Good ideas come in bunches

You know how much I enjoy bringing you clever and practical ideas that can help solve the problems of the world.

So I've been putting my brain to this whole budget-and-tax impasse at the Nevada Legislature. If I can help out, why not?

Here's what I've come up with: Some people think taxes already are too high and they don't want to pay more. Other people think state government is shorting residents on service, and taxes should be raised to pay for them.

Not a problem.

Anybody who wants to pay higher taxes, go right ahead.

Oh, you think this is a silly idea. So do I. But I happen to know that such proposals have cropped up in Pennsylvania, Kansas, Alaska and Oregon from politicians who can't stand the thought -- or the damage at the polls -- of raising taxes.

Believe it or not, this movement is called "Tax Me More."

Yeah, sounds like something that might be sponsored by the Masochism Foundation.
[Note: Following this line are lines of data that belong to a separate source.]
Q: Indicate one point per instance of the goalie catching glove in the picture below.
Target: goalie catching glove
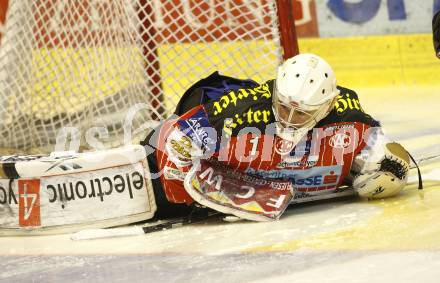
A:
(384, 176)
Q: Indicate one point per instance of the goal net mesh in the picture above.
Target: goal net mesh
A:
(86, 68)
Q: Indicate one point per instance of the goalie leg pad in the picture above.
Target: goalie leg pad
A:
(379, 185)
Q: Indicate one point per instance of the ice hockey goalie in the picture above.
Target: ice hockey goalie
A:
(297, 136)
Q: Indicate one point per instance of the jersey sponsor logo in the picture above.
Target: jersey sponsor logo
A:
(247, 118)
(296, 163)
(313, 177)
(230, 99)
(29, 203)
(174, 174)
(283, 147)
(182, 146)
(196, 127)
(340, 140)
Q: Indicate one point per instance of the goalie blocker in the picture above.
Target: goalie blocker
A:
(70, 191)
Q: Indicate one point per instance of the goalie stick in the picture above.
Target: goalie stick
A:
(160, 225)
(178, 222)
(197, 217)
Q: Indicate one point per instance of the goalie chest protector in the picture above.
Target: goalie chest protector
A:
(318, 164)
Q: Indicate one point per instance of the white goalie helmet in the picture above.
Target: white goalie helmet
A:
(304, 93)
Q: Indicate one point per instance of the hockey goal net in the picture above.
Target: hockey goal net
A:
(85, 64)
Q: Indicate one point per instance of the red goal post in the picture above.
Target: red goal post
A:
(85, 64)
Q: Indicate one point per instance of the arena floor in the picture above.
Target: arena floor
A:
(394, 240)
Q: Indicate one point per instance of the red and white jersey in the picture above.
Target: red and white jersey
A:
(238, 130)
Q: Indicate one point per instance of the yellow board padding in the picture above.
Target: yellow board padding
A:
(371, 61)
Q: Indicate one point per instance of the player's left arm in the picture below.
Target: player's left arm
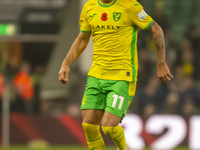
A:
(163, 71)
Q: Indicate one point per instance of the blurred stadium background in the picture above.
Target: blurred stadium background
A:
(39, 112)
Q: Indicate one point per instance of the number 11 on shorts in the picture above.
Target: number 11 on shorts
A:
(116, 97)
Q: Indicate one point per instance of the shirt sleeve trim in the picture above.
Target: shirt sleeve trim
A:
(85, 31)
(148, 24)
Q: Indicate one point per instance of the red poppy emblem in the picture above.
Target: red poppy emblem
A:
(104, 17)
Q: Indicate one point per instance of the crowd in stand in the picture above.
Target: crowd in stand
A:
(180, 96)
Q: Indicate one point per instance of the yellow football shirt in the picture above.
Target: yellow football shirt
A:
(114, 29)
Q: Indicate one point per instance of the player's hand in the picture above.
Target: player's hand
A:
(63, 74)
(163, 73)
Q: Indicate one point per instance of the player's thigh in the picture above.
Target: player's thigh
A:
(92, 116)
(120, 97)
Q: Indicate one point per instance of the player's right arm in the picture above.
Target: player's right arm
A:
(76, 49)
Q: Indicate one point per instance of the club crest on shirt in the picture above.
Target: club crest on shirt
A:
(116, 16)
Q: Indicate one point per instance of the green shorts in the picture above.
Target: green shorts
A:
(111, 95)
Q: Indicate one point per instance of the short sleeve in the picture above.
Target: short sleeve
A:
(138, 16)
(83, 22)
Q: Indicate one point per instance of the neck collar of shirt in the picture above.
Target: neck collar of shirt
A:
(106, 4)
In Pennsylvania, state Rep. Jeff Coleman has actually introduced such legislation. It's modeled after a fund set up by Arkansas Gov. Mike Huckabee in 2001, when that state was facing a $142 million deficit.

One has to wonder if anyone would actually be dumb enough to voluntarily send in more tax dollars than they owe.

Well, not many. But some. The Arkansas fund has accumulated something like $3,000 so far.

OK, so "Tax Me More" may not be an idea that actually works. Nevada needs about $860 million over the next two years. But how will we know unless we try?

Another bright idea, from a co-worker here at the Appeal. He wants to know where he can buy a bumper sticker that reads, "Don't blame me. I voted for Joe Neal."

On the terrorism front comes a fresh idea from Jay Walker, the guy who invented Priceline, the Internet site where you can try to buy airline tickets on the cheap.

Walker suggests we set up Webcams at all those remote, unprotected potential targets of terrorism -- places like power plants, refineries, dams.

Then he would hire people at $10 an hour to sit at their computers at home and monitor a steady stream of pictures taken of these places.

If nothing happens, the "citizen spotter" simply clicks onto the next picture. But if there's something fishy going on, then he can click a button and alert a central command center to investigate.

It could work. Or, as noted by columnist Lee Gomes, it could just be goofy. "It seems to me that he has come up with a minimally effective way of preventing a bunch of high-school kids from parking their van by the reservoir and getting stoned," writes Gomes.

I think we should just mount Webcams on the front of teenagers' vans.

Remember the good idea I wrote about a few weeks ago -- Spike TV, the first television network for men?

What happened to Spike TV? It was supposed to launch June 16, but as you flip through the channels you notice that it's still The National Network, even though they changed the programming and they're playing up the "network for men" angle.

As it turns out, poor Viacom, the company that owns the network, is getting sued by Spike Lee, the director of movies such as "Do the Right Thing."

It seems Lee believes he has a right to all things Spike, so he wants a cut of the action. He managed to get a preliminary injunction that is preventing Viacom from using the Spike TV name.

As Viacom's court response pointed out ... um, aren't there other people named Spike? Like Spike Jones, the bandleader. Like Spike Jonze, the video maker. Like Spike Owen, the former baseball player.

Aren't there spikes in football, baseball and volleyball? Isn't your neighbor's bulldog named Spike?

Here's the better idea: tort reform.

I signed up this week for the federal "do not call" list, which is the best idea to come from the federal government since it ended Prohibition. On the Internet, go to to get off the telemarketing lists. Or you can call 1-888-382-1222. The list goes into effect Oct. 1. I don't know what I'll do with all the spare time I have not checking the Caller ID to see it's a number I don't want to answer.

Now for the next good idea: An outfit in Maryland called the Center for a New American Dream is pushing for Congress to set up a similar registry for junk mail.

"At long last, Americans can eat dinner free from the incessant harangue of telemarketers," said New Dream Executive Director Diane Wood. "We should also be able to open our mailboxes with similar peace of mind."

I don't know if they'll be able to get that past the U.S. Postal Service, but next up should be the "do not spam" registry for e-mail. Get them all going and life will be perfect. Well, better anyway.

Barry Smith is editor of the Nevada Appeal.